In 2022, 50 million people are suffering from sarcopenia, a condition characterized by the loss of muscle mass and strength. Fast forward to 2050, it is projected that the number of individuals diagnosed with sarcopenia will soar to a staggering 500 million. Unfortunately, current solutions for sarcopenia are ineffective and inefficient. Exercise, for instance, hardly works for people with disabilities. Specific drugs designed to treat sarcopenia are conspicuously absent from the medical arsenal. Physical intervention, according to our interview with doctors, has shown only marginal effects in improving sarcopenia. Hence, team PTSH-Taiwan is dedicated to developing a more efficient sarcopenia medication, one that promises improved outcomes for patients and greater accessibility to those in need. This year, we developed Sarcotreat, an engineered live biotherapeutic product that treats multicausal sarcopenia.
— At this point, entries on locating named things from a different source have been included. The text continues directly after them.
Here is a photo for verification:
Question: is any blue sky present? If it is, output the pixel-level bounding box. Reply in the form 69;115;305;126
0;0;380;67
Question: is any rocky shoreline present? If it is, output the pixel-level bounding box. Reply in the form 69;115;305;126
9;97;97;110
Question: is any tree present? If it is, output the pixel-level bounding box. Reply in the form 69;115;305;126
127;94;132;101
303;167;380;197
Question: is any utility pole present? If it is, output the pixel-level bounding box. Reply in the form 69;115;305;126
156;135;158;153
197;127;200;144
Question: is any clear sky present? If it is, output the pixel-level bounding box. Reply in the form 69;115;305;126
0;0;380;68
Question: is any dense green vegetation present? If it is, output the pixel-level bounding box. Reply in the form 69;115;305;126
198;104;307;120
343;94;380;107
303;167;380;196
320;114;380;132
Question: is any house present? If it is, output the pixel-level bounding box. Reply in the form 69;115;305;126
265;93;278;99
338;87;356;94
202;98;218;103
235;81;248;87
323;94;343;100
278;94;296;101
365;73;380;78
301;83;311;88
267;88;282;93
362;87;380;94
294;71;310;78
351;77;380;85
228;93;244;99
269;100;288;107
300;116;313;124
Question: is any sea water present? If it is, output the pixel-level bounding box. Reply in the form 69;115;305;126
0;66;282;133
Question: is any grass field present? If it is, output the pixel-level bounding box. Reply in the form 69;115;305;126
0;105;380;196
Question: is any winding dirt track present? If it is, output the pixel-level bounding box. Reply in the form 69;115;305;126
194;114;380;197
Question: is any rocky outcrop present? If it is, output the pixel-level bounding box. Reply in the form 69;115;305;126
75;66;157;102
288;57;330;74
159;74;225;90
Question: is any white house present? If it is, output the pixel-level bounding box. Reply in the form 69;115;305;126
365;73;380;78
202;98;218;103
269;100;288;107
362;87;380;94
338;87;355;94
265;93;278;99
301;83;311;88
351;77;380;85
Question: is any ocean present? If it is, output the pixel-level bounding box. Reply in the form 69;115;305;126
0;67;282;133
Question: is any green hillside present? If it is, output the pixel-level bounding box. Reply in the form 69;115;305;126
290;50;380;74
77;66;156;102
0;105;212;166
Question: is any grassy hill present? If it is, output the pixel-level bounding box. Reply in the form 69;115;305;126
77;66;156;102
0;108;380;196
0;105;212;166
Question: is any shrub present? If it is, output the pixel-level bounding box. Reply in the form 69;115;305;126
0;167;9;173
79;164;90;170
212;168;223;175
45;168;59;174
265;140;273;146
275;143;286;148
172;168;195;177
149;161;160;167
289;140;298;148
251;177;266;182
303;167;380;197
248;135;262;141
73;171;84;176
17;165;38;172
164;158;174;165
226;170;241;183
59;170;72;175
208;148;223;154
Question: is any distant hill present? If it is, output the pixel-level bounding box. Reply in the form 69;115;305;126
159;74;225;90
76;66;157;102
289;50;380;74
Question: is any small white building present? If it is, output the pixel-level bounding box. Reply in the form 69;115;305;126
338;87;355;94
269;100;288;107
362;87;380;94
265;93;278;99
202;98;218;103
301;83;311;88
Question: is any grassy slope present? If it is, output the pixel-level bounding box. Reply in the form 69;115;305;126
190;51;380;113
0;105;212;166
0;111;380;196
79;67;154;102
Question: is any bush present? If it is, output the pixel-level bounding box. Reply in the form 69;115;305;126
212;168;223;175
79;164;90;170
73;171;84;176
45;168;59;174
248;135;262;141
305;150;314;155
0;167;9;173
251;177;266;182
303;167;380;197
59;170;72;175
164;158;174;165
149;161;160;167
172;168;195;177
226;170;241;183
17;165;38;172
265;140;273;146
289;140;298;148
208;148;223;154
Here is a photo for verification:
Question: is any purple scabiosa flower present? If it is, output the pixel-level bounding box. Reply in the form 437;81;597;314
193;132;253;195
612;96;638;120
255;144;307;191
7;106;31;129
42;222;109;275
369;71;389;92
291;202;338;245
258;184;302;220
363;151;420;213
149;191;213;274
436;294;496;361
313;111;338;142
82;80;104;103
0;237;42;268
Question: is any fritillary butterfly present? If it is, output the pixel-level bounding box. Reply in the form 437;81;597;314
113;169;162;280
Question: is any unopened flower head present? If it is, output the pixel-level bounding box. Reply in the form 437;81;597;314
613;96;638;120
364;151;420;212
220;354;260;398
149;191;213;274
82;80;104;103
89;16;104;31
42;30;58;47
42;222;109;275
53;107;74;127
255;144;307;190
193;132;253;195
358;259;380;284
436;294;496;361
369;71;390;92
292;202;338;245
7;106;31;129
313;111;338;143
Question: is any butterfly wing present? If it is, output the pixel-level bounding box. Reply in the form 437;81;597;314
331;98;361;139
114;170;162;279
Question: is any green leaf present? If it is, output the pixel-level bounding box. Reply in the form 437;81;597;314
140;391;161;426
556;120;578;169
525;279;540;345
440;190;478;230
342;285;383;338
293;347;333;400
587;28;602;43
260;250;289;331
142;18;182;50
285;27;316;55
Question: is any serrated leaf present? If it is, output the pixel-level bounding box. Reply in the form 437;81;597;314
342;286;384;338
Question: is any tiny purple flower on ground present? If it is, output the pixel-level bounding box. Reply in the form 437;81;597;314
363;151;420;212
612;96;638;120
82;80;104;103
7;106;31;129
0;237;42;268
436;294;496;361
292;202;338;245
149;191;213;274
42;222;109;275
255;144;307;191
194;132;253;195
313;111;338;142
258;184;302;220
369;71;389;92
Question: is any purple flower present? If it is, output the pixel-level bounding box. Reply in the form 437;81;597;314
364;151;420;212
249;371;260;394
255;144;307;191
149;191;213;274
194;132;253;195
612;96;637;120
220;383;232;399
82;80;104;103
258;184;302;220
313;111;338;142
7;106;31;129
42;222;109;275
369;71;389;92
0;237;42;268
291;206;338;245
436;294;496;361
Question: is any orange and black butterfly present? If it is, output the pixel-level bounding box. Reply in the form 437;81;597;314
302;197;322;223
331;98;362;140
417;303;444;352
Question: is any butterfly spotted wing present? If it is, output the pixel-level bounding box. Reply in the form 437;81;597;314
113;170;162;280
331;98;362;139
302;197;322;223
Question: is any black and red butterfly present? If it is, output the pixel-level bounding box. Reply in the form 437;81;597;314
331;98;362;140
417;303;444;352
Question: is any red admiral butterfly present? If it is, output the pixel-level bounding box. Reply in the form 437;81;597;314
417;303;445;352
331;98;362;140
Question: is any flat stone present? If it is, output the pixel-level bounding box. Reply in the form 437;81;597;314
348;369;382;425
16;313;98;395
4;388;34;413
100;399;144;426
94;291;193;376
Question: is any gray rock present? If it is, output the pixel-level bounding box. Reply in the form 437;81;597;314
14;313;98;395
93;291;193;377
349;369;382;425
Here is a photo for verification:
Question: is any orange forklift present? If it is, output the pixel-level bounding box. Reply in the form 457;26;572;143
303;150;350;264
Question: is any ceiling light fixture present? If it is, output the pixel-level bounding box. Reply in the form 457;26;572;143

Sarcotreat is an engineered biotherapeutic product that contains three microorganisms, Kluyveromyces marxianus, Bacillus subtilis, and Clostridium butyricum, as vehicles for drug delivery. It will be consumed by humans and localized in intestines to produce 5 chemicals, butyrate, NMN, astaxanthin, PQQ, and HMB, that can improve sarcopenia. Kluyveromyces marxianus is engineered to produce NMN and Astaxanthin. Bacillus subtilis is engineered to produce HMB PQQ. Clostridium butyricum is not engineered. It can produce abundant butyrate per se.

Gut-muscle axis

The three vehicles were chosen deliberately for their unique and complementary characteristics. Firstly, all three listed microorganisms are part of the normal flora in the gut and are widely used as probiotics in the market, so when they are consumed, they can survive in the human gut and produce the desired beneficial chemicals. Recent studies have shown that healthy intestinal microbiota composition can modulate the immune system, lower oxidative stress, promote muscle synthesis, and enhance mitochondrial biogenesis and function through the gut-muscle axis. Hence, we believe that consuming the three microorganisms, which have the characteristics of probiotics, can help people combat sarcopenia.

The Symbiosis system

Due to their aerobicity, the three microorganisms can complement each other. Bacillus subtilis, generally regarded as an aerobe, can grow under strict anaerobic conditions, such as the human intestines. Kluyveromyces marxianus is a facultative anaerobe, and Clostridium butyricum is an obligate anaerobe. Firstly, the growth of beneficial anaerobic bacteria, so kluyveromyces marxianus will thrive, Bacillus subtilis rapidly consumes oxygen in the intestinal tract, leading to low oxygen conditions in the gut and promoting consumption of more oxygen, providing an ideal habitat for Clostridium butyricum to flourish. Also, Kluyveromyces marxianus can produce prebiotics, a group of nutrients that serve as sustenance for the gut microbiota, further enhancing their growth within the gut. In addition, there is a radial gradient of microbes within the gut, closely linked to the distribution of oxygen and the availability of nutrients provided by the host tissue. Theoretically, the three microorganisms will grow in different parts of the intestine, thereby not competing for the substrates and nutrients with each other, maximizing the efficiency of the system.

Efficacy of the chemicals

Because sarcopenia is a multicausal disease, it's challenging for a single chemical compound to effectively address sarcopenia. Therefore, we deliberately choose five chemicals, butyrate, HMB, astaxanthin, NMN, and PQQ, that address each cause of sarcopenia, including a reduction in muscle protein synthesis, mitochondria dysfunction, cellular oxidative damage, inflammation, and fat accumulation.

Chemicals Function
Butyrate Promotion of Muscle synthesis、prevention of muscle cell autophagy、anti-inflammation、prevention of fat accumulation、increase insulin sensitivity、anti-fatigue
HMB Promotion of muscle synthesis、prevention of muscle cell autophagy
Astaxanthin Promotion of muscle synthesis、 prevention of cellular oxidative damage、 promotion of mitochondrial biosynthesis、prevention of fat accumulation、anti-fatigue, prevention of muscle cell autophagy
NMN promote mitochondrial biosynthesis、promote whole-body metabolism, enhance aerobic capacity
PQQ promote mitochondrial biosynthesis、increase mitochondrial efficiency


Through engineering, Sarcotreat has five biosynthesis pathways

Clostridium butyricum cm1

Clostridium butyricum cm1 is not engineered in this project

Bacillus subtilis rm125

Bacillus subtilis rm125 is engineered to produce HMB and PQQ.

Kluyveromyces marxianus km929

Kluyveromyces marxianus km929 is engineered to produce NMN and astaxanthin.